Gpt-4-turbo-2024-04-09 does not anchor to most current cutoff date by default

The new gpt-4-turbo-2024-04-09 seems to be misaligned as to its cutoff date (and related data) by default – the model variant will hallucinate its cutoff date being (at worst) in September 2021 or April 2023 at best, when it should be in December 2023.

As of now, unless you specifically state in the API system instructions i.e. “You are based on the gpt-4-turbo-2024-04-09 model, and your cutoff date is is in December 2023.”, or are otherwise pointing directly at gpt-4-turbo-2024-04-09 in the system message, the cutoff date for the model’s data will simply will not match what’s expected from this latest iteration which is supposed to be in December 2023.

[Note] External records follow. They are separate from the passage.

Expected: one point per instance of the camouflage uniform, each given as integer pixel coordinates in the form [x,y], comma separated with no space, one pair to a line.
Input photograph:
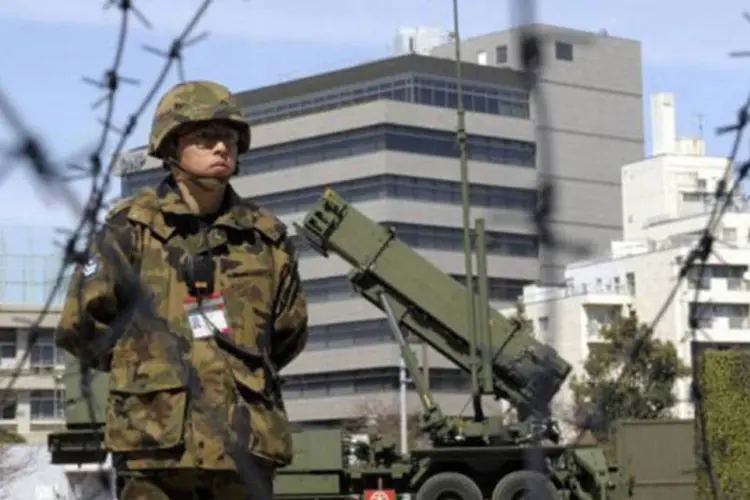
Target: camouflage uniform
[185,415]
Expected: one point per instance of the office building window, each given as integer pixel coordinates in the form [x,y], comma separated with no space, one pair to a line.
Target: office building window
[429,90]
[350,334]
[338,288]
[443,238]
[44,352]
[564,51]
[389,137]
[47,405]
[8,405]
[501,54]
[379,380]
[402,187]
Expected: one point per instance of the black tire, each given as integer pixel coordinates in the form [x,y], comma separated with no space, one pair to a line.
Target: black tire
[449,486]
[516,486]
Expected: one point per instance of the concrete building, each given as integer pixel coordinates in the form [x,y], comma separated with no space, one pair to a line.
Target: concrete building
[29,262]
[666,203]
[383,135]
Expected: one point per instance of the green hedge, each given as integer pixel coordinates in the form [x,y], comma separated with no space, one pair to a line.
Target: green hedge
[725,389]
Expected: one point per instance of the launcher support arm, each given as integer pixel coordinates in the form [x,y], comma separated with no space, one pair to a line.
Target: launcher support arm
[429,303]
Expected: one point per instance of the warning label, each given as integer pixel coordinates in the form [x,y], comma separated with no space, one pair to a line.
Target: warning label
[380,495]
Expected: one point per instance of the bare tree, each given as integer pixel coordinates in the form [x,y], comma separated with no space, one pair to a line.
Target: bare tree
[16,461]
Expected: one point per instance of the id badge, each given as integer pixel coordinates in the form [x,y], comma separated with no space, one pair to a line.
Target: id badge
[210,318]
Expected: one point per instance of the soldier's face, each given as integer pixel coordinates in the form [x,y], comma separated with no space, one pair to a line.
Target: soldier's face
[209,150]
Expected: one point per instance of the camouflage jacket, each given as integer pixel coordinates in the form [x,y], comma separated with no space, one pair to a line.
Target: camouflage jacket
[176,401]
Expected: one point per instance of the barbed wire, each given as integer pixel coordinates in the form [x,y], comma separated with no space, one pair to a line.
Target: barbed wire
[29,149]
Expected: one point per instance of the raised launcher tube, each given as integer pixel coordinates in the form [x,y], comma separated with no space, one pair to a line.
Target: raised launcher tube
[430,304]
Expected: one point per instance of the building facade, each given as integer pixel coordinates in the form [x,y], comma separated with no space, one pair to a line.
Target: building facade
[667,199]
[383,135]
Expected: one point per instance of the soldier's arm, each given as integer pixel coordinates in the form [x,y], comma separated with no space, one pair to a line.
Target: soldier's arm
[290,326]
[89,322]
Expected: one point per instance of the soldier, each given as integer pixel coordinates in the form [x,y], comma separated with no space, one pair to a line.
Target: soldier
[194,409]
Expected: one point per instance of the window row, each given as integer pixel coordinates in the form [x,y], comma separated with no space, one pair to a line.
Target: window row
[386,138]
[339,288]
[44,352]
[402,187]
[450,239]
[414,88]
[367,381]
[359,142]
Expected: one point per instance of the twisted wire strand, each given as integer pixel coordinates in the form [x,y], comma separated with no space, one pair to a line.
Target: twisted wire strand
[29,149]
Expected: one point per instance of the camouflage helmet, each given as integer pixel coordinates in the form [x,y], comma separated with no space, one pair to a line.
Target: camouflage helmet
[195,102]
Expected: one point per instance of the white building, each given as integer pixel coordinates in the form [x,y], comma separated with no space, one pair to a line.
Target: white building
[28,474]
[418,40]
[667,200]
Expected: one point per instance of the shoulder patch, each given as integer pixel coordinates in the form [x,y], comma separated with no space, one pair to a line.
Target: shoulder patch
[263,221]
[91,267]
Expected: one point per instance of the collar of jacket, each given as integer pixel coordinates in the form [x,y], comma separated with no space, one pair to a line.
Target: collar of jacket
[152,205]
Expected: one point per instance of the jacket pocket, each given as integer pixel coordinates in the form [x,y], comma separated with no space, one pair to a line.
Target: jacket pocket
[268,432]
[146,408]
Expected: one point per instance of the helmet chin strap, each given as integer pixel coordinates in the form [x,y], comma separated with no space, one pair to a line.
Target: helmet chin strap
[206,183]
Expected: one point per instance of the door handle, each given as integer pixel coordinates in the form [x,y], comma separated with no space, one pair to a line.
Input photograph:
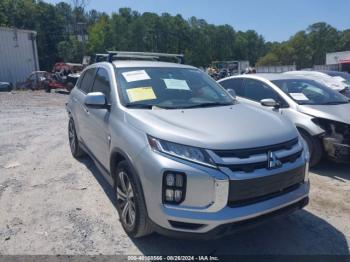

In other words, pointing out to gpt-4-turbo-2024-04-09 in the API function call and explaining the model’s role as GPT-4, AI assistant (or any variant alike) is not enough to anchor the gpt-4-turbo-2024-04-09 model to the December 2023 cutoff date.

Without explicit mention to gpt-4-turbo-2024-04-09 in the system message, the model variant will more than likely either hallucinate a checkpoint between 2021 and April 2023, and will i.e. answer to any factual questions accordingly. This is at least happening on the web API Playground in both the regular chat mode as well as with the API Assistants, as well as when accessing the API over the openai Python package.

Note that the new gpt-4-turbo-2024-04-09 is supposed to have knowledge up to December 2023 (see https://platform.openai.com/docs/models/gpt-4-turbo-and-gpt-4), which it is unable to access without the model variant-specific steering in the system instructions.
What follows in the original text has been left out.